To study the effects on offspring after birth, the glucose concentration of the differentiation medium was set to that of the control medium (200 mg/dL glucose). PC12 cells exposed to a high-glucose medium for 7 days were differentiated by culturing in control medium supplemented with NGF for 48 h. The results showed that PC12 cells that differentiated in the control medium continued to be affected prior to differentiation. These results indicate that the hyperglycemic environment during pregnancy increases ROS and inflammatory signals via AGE–RAGE signaling and induces apoptosis (Figure 8). However, the present study revealed, for the first time, the possibility of avoiding this abnormality by consuming the n-7 unsaturated fatty acids, TPA and CPA, during pregnancy. As TPA in dairy products prevents programmed cell death in the cerebral neurons of pups born in a hyperglycemic environment during pregnancy, active consumption of dairy products by pregnant women may protect the fetal brain from neuronal degeneration in an intrauterine hyperglycemic environment.
Hyperglycemia is a serious condition caused by excessive sugar consumption. Considering the complexities associated with Alzheimer’s disease and diabetes, it is conceivable that exposure to a hyperglycemic intrauterine environment during fetal development can profoundly affect the differentiation and maturation of fetal cells and organs. In our study, we employed a rat model of intrauterine hyperglycemia to explore the significant effects of excessive glycation and oxidative stress on fetal organs.
Moreover, due to the limited availability of primary neurons for comprehensive biochemical analyses, we utilized PC12 cells, a widely used neuronal model in scientific research. Although the differentiation of PC12 cells using NGF allowed us to investigate pre- and post-differentiation effects, other factors, such as alterations in neuronal morphology and filopodia, could not be thoroughly explored.

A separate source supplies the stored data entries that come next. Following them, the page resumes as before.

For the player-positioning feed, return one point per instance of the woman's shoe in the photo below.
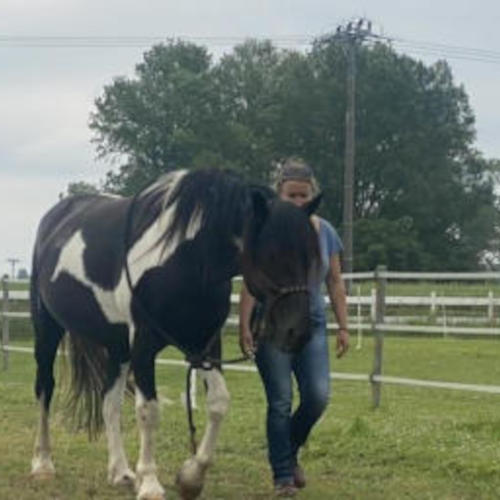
(285, 489)
(299, 478)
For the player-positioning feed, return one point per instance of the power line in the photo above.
(91, 41)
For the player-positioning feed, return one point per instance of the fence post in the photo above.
(5, 321)
(491, 307)
(380, 283)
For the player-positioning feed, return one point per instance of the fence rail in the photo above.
(378, 323)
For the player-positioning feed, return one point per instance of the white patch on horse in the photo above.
(119, 471)
(71, 262)
(144, 255)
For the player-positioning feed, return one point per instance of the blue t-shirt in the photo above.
(329, 244)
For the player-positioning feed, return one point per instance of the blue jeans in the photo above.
(286, 433)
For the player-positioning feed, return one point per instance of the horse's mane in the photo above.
(219, 198)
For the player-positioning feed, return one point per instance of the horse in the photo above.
(127, 276)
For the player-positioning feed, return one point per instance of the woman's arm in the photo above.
(247, 302)
(336, 292)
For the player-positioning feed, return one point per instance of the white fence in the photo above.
(368, 312)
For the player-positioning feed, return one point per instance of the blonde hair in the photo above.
(294, 169)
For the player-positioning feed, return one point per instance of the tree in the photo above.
(424, 198)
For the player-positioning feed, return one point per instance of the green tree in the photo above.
(424, 198)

Therefore, to delve deeper into the effects of hyperglycemia and functional lipids on neuronal differentiation, including epigenetic analysis, it is imperative to conduct further investigations, especially in differentiating iPS cells into neurons.
Although humans have evolved mechanisms to mitigate oxidative stress, developing an anti-glycation system that can effectively mitigate the detrimental effects of excessive AGE formation, which leads to apoptosis, remains an unsolved matter. Building upon the findings of this study, our future goals include an extensive investigation into the molecular mechanisms through which functional lipids consumed by mothers, such as palmitoleic acid, effectively act as anti-glycation agents within the body. We firmly believe that these efforts will significantly contribute to improved fetal health.

5. Conclusions

In this study, we found that excessive protein glycation inhibited nutritional signaling in the cerebrum of pups born to a GDM rat model that mimicked the hyperglycemic environment during pregnancy via triggering inflammatory signaling. However, CPA and TPA suppressed protein glycation in the GDM rat model during pregnancy. Exposure of PC12 cells to a high-glucose medium for seven days enhanced the expression levels of AGEs and RAGE in GDM model cells, similar to animal studies in GDM model rats. These results suggest that AGEs induce ROS production and inflammatory signals, subsequently inducing apoptosis. Furthermore, the adverse effects of high glucose exposure on this cell model (inflammatory signaling, impaired insulin signaling, and apoptosis induction) persisted even after the cells continued to differentiate at normal glucose concentrations. However, TPA, an n-7 unsaturated fatty acid that does not exhibit cytotoxicity, inhibited AGE production and induced apoptosis in cells exposed to high glucose concentrations. These results suggest that for GDM fetuses, the hyperglycemic environment during pregnancy may cause programmed cell death of neurons; however, the intake of dairy products containing TPA, which the mother cannot synthesize in her body, may prevent these abnormalities and apoptosis due to AGE production that cause maternal and fetal complications. This study only used a cellular model with neural-like cells and did not reproduce actual fetal neurogenesis. We observed that the effects of exposure to a hyperglycemic environment continued after NGF differentiation. Further elucidation of these effects is necessary using epigenetic recordings in cellular models and behavioral analyses of children of animal models in future studies.

Supplementary Materials

The following supporting information can be downloaded at: https://www.mdpi.com/article/10.3390/nu15153434/s1, Figure S1: Effect of exposure of PC12 cells to high-glucose medium for 3–7 days, Figure S2: Effects of EPA, CPA, and TPA concentrations in control cells.

Author Contributions

Conceptualization, A.N. and R.K.; Methodology, A.N. and R.K.; Software, H.O.; Validation, H.O. and R.K.; Formal Analysis, H.O.; Investigation, H.O., H.Y., and S.T.; Resources, S.T., H.Y., and A.T.; Data Curation, H.O.; Writing—Original Draft Preparation, H.O. and R.K.; Writing—Review and Editing, A.N. and R.K.; Visualization, H.O.; Supervision, A.N. and R.K.; Project Administration, A.N.; Funding Acquisition, A.N. and R.K. All authors have read and agreed to the published version of the manuscript.

Funding

This work was supported in part by the JSPS KAKENHI [grant numbers 22K11882, 20 K11611, and 18 K11136 to A.N. and R.K.], Dairy Products Health Science Council and Japan Dairy Association [to A.N.], Smoking Research Foundation, and the Research Program of Jissen Women’s University [to A.N.].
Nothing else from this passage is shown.